Wichita’s Envision is expanding into a new sphere: research.
The organization – a nonprofit devoted to employing and treating those who are blind or vision-impaired, will unveil a new research institute and fundraising campaign Thursday morning at a news conference.
The institute will be housed on the third floor of Envision’s headquarters at 610 N. Main.
The floor has been empty, except for some random chairs and a drawing of the institute’s proposed floor plan to show visitors. The space in recent years has served only as a place for Envision’s clients to practice martial arts.
But when it is built out, it will be transformed into laboratories, exam and interview rooms, conference and training rooms, and a row of offices for research scientists.
The organization said it needs to raise $3 million to build out the institute.
It has raised $1.5 million so far from big donors in a quiet campaign over the past year. In addition, it has secured a $300,000 challenge grant from the Mabee Foundation.
Now it is turning to the public to raise the remain $1.2 million.
Heather Hogan, Envision’s vice president of foundation and mission services, said Envision officials have a long list of foundations, corporations and individuals that they have approached or will soon approach.
Work on the institute is expected to start in May or June, before all the money is in hand.
“They need space,” she said. “We are at capacity and will start construction as early as we can in the process in an effort to find a place to put them all.”
Research is the obvious next component for Envision, after jobs and medical services, say organization leaders.
“The question is always: How can we help these people become more functional?” Hogan said.
Envision was created in 1933 as an organization to employ the blind and those with low vision. These days its manufacturing operation makes 2.5 million plastic grocery bags a day and 30 million business cards a year, mostly for the U.S. government, at its plant at 2301 S. Water.
Its business operations also include Envision Xpress, which operates office supply stores – called base service centers – at 16 Army, Air Force and Navy installations in 10 states, where some of the products it makes are sold.
In the past few years, the organization has branched out into other products and services, such as reflective dog collars and biodegradable tablecloths. In December, it bought KFTI, a 100,000-watt radio station at 92.3 on FM band, from Journal Broadcast Group, saying it would be a good place to employ Envision clients.
Overall, it employs 440 people, including 150 with vision problems.
And, for about a decade, it has provided clinical services for children and adults with vision problems at its downtown location. Services include exams, occupational and physical therapy, and the customization of devices that aid those with vision issues.
Envision’s leadership said there is plenty of basic research related to vision, but there is relatively little applied research on how best to adapt to blindness or impaired vision.

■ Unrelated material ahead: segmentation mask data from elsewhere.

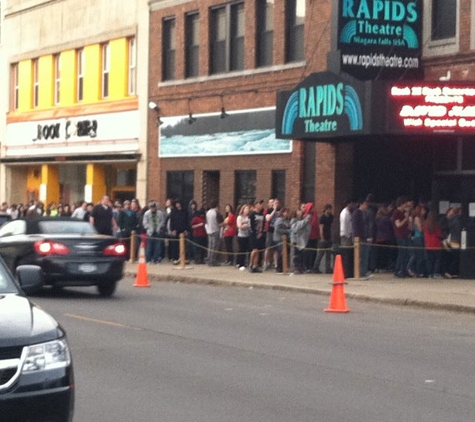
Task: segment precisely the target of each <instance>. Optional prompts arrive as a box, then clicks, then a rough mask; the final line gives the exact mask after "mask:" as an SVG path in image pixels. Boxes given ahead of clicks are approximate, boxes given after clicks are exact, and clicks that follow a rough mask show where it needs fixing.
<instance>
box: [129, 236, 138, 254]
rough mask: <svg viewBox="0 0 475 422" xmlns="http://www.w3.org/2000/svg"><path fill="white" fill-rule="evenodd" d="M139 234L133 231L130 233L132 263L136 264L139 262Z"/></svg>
mask: <svg viewBox="0 0 475 422" xmlns="http://www.w3.org/2000/svg"><path fill="white" fill-rule="evenodd" d="M136 234H137V232H136V231H135V230H132V232H131V233H130V251H129V252H130V262H135V261H136V260H137V248H136V246H137V236H136Z"/></svg>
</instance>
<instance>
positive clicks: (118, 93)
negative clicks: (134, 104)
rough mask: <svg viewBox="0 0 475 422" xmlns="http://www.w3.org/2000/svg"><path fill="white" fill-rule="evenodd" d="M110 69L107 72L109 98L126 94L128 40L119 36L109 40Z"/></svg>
mask: <svg viewBox="0 0 475 422" xmlns="http://www.w3.org/2000/svg"><path fill="white" fill-rule="evenodd" d="M110 54H111V69H110V74H109V99H110V100H117V99H122V98H125V97H126V96H127V75H128V61H129V55H128V40H127V38H121V39H118V40H113V41H111V42H110Z"/></svg>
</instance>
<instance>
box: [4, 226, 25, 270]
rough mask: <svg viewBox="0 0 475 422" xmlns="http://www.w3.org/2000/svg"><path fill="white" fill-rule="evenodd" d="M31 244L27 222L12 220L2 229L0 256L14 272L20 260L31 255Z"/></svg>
mask: <svg viewBox="0 0 475 422" xmlns="http://www.w3.org/2000/svg"><path fill="white" fill-rule="evenodd" d="M30 243H31V242H28V240H27V236H26V221H25V220H12V221H10V222H8V223H5V224H4V225H2V226H1V227H0V255H1V256H2V258H3V260H4V261H5V263H6V264H7V266H8V268H10V270H12V271H14V270H15V268H16V265H17V262H18V260H19V259H20V258H22V257H25V256H27V255H29V254H30V253H31V251H30V250H29V249H31V246H29V244H30Z"/></svg>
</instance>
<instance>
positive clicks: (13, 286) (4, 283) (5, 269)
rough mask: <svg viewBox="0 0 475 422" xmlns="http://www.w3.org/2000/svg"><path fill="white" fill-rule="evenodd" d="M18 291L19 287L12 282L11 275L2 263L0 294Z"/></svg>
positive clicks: (0, 268)
mask: <svg viewBox="0 0 475 422" xmlns="http://www.w3.org/2000/svg"><path fill="white" fill-rule="evenodd" d="M17 292H18V289H17V288H16V286H15V284H14V283H13V282H12V279H11V275H10V274H9V273H8V272H7V270H6V268H5V267H4V266H3V265H0V294H2V293H17Z"/></svg>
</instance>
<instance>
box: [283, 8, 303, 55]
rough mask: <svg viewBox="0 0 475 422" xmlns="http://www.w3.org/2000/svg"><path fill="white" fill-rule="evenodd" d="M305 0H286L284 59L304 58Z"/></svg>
mask: <svg viewBox="0 0 475 422" xmlns="http://www.w3.org/2000/svg"><path fill="white" fill-rule="evenodd" d="M304 22H305V0H287V3H286V26H287V27H286V45H285V48H286V61H287V62H293V61H301V60H303V59H304Z"/></svg>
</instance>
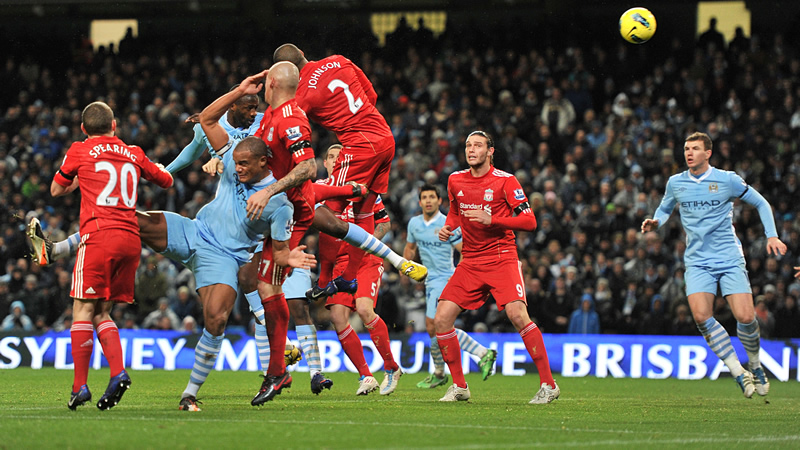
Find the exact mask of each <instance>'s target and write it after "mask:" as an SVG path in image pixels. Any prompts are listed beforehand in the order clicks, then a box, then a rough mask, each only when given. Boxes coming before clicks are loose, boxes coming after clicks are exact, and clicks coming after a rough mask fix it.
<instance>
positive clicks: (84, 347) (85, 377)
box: [69, 322, 94, 392]
mask: <svg viewBox="0 0 800 450" xmlns="http://www.w3.org/2000/svg"><path fill="white" fill-rule="evenodd" d="M69 334H70V337H71V338H72V362H73V363H74V364H75V368H74V373H75V376H74V378H73V380H72V392H78V391H79V390H80V389H81V386H83V385H84V384H86V379H87V378H88V377H89V361H90V360H91V358H92V348H93V347H94V327H93V326H92V322H74V323H73V324H72V328H70V333H69Z"/></svg>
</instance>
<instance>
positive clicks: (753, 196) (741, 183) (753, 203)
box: [731, 173, 786, 256]
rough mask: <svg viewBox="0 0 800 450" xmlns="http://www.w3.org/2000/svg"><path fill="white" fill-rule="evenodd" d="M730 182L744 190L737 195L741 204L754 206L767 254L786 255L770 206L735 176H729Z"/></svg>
mask: <svg viewBox="0 0 800 450" xmlns="http://www.w3.org/2000/svg"><path fill="white" fill-rule="evenodd" d="M731 178H732V179H733V180H732V182H733V183H734V185H736V186H744V190H743V191H742V193H741V194H740V195H739V198H741V199H742V201H743V202H745V203H747V204H749V205H753V206H755V208H756V210H758V216H759V217H760V218H761V225H763V226H764V234H765V235H766V236H767V253H769V254H773V255H775V256H778V255H784V254H786V244H784V243H783V242H782V241H781V240H780V239H779V238H778V230H777V228H776V227H775V217H774V216H773V214H772V206H770V204H769V202H768V201H767V199H765V198H764V196H763V195H761V194H760V193H759V192H758V191H756V190H755V189H753V188H752V187H750V186H748V185H747V184H746V183H745V182H744V180H742V179H741V177H739V175H737V174H735V173H734V174H731Z"/></svg>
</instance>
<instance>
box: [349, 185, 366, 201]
mask: <svg viewBox="0 0 800 450" xmlns="http://www.w3.org/2000/svg"><path fill="white" fill-rule="evenodd" d="M345 184H349V185H350V186H353V197H351V198H348V199H347V200H349V201H351V202H357V201H358V200H360V199H362V198H364V197H366V196H367V194H369V189H367V187H366V186H365V185H363V184H358V183H356V182H355V181H348V182H347V183H345Z"/></svg>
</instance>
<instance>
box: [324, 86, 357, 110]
mask: <svg viewBox="0 0 800 450" xmlns="http://www.w3.org/2000/svg"><path fill="white" fill-rule="evenodd" d="M336 88H342V90H344V96H345V97H347V105H348V106H349V107H350V112H351V113H353V114H355V113H357V112H358V110H359V109H361V107H362V106H364V101H363V100H361V99H360V98H355V97H354V96H353V93H352V92H350V86H348V85H347V84H345V82H344V81H342V80H339V79H336V80H333V81H331V82H330V83H328V89H329V90H330V91H331V92H332V93H333V92H336Z"/></svg>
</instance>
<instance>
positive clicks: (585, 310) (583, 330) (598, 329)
mask: <svg viewBox="0 0 800 450" xmlns="http://www.w3.org/2000/svg"><path fill="white" fill-rule="evenodd" d="M567 333H569V334H600V317H599V316H598V315H597V313H596V312H595V311H594V299H592V295H591V294H583V297H581V304H580V307H579V308H578V309H576V310H575V311H573V312H572V314H571V315H570V317H569V329H568V330H567Z"/></svg>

“We’re not trying to prevent vision loss,” said board member Jon Rosell. “We’re trying to manage it as effectively as possible for people with vision problems.”
Once the research institute is up and operating, Envision expects to fund its operations from grants, insurance reimbursements and contributions from Envision’s charitable foundation.
Executive director of the Envision Research Institute will be Laura Walker, a doctor at the Smith-Kettlewell Eye Research Institute in San Francisco, who will be in Wichita two weeks a month.
Key to the research is attracting researchers, and funding their work. Envision already has two research fellows, young researchers working on two-year contracts. Ultimately, it expects to have 10 to 15 research fellows in Wichita at any one time.
Walker said there are so few dedicated researchers in the field of blindness-low vision applied research that they have to develop them. Given time, the research fellows working now will gain experience, move on and develop the field.
Envision is interested in having some of these researchers work on validating, or invalidating, the services that Envision itself offers in order to improve them. There are so many questions in services, techniques and technology offered to the blind and vision impaired.
“What we are creating is new and exciting,” Walker said. “You can feel the energy.”